Malaysian Bar raises concern over newly tabled Bill on police conduct commission

Malaysian Bar president Salim Bashir Bhaskaran expressed concern that the commission as proposed in the new Bill may lack bite in comparison to the IPCMC and offered to assist the government with legal input. — Picture by Yusof Mat Isa
Malaysian Bar president Salim Bashir Bhaskaran expressed concern that the commission as proposed in the new Bill may lack bite in comparison to the IPCMC and offered to assist the government with legal input. — Picture by Yusof Mat Isa

KUALA LUMPUR, Aug 26 — The Malaysian Bar today said it was not consulted prior to the tabling of a new Independent Police Conduct Commission (IPCC) Bill which replaces the long-awaited Independent Police Complaints and Misconduct Commission (IPCMC) Bill.

Its president Salim Bashir expressed concern that the commission as proposed in the new Bill may lack bite in comparison to the IPCMC and offered to assist the government with legal input.

“Another aspect of our concern is that under section 30 of the IPCC, the Commission under the IPCC might be depowered in comparison with the original version of section 31 of the IPCMC that clothed the Commission with disciplinary authority.

“We have worked tirelessly with various stakeholders in the past, and hope that the concerns by all parties will be addressed in the IPCC Bill. 

“The Malaysian Bar wishes to be consulted, and will be ready to assist to provide any input necessary to ensure that a comprehensive and effective IPCC Bill is implemented,” Salim said in a statement.

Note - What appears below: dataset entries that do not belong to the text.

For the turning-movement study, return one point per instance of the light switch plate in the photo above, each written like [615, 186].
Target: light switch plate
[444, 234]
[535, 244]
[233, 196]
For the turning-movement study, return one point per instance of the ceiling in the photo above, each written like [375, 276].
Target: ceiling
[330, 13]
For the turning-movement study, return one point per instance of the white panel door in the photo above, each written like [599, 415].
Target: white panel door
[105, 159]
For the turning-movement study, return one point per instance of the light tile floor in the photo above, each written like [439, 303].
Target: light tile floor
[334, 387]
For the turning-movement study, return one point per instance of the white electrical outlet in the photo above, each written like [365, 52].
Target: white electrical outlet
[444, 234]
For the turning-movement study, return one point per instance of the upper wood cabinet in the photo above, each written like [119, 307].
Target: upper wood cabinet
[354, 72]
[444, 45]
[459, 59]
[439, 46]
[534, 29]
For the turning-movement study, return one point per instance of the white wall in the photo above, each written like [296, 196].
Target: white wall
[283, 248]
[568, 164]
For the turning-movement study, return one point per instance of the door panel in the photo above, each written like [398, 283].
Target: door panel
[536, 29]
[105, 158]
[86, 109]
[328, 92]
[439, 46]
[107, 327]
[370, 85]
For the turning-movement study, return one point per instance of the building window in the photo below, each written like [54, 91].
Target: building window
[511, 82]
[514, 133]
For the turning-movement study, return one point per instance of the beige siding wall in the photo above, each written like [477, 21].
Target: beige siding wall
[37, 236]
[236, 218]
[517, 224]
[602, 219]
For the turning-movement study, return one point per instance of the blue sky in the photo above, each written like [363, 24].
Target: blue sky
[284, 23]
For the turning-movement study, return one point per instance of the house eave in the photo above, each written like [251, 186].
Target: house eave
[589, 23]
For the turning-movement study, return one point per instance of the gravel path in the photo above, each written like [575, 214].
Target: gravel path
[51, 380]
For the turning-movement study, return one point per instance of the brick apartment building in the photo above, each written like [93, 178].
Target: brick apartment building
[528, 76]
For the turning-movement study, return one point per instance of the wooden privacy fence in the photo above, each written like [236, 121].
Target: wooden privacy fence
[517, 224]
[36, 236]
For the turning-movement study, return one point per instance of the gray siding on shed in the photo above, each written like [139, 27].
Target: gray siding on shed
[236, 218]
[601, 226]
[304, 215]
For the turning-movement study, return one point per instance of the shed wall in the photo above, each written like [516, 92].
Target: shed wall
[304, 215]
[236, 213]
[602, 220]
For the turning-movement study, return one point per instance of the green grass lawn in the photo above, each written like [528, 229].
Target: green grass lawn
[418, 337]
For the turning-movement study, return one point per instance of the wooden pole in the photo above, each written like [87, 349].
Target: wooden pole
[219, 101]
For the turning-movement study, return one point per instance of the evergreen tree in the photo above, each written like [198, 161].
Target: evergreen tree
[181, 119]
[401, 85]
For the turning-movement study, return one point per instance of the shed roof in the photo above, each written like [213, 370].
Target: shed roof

Deputy Home Minister Datuk Seri Ismail Mohamed Said today tabled the IPCC that will replace the recently withdrawn IPCMC Bill introduced by the previous government.

The IPCC Bill will fall under the Home Ministry’s purview instead of the Prime Minister’s Department (Parliament and Law).

The proposed commission under the IPCC will be an independent oversight body to improve the integrity, reduce misconduct and promote public confidence in the force.

However, news portal Malaysiakini published a comparison of the two Bills earlier today and claimed the IPCC significantly reduced the powers of the commission that it would have had under the IPCMC.

According to Malaysiakini, a key difference in the IPCC Bill is that the commission cannot act against errant police officers but can only recommend action to the Police Force Commission or other relevant authorities.

Under the new Bill, the IPCC will not be able to review complaints of police officers who do not comply with rules or standard operating procedures, who do not justify their actions when justification should be provided, and who commit criminal offences.

According to Malaysiakini, those called to testify to the commission will be given the right to refuse to answer any question that could expose a police officer to a criminal charge.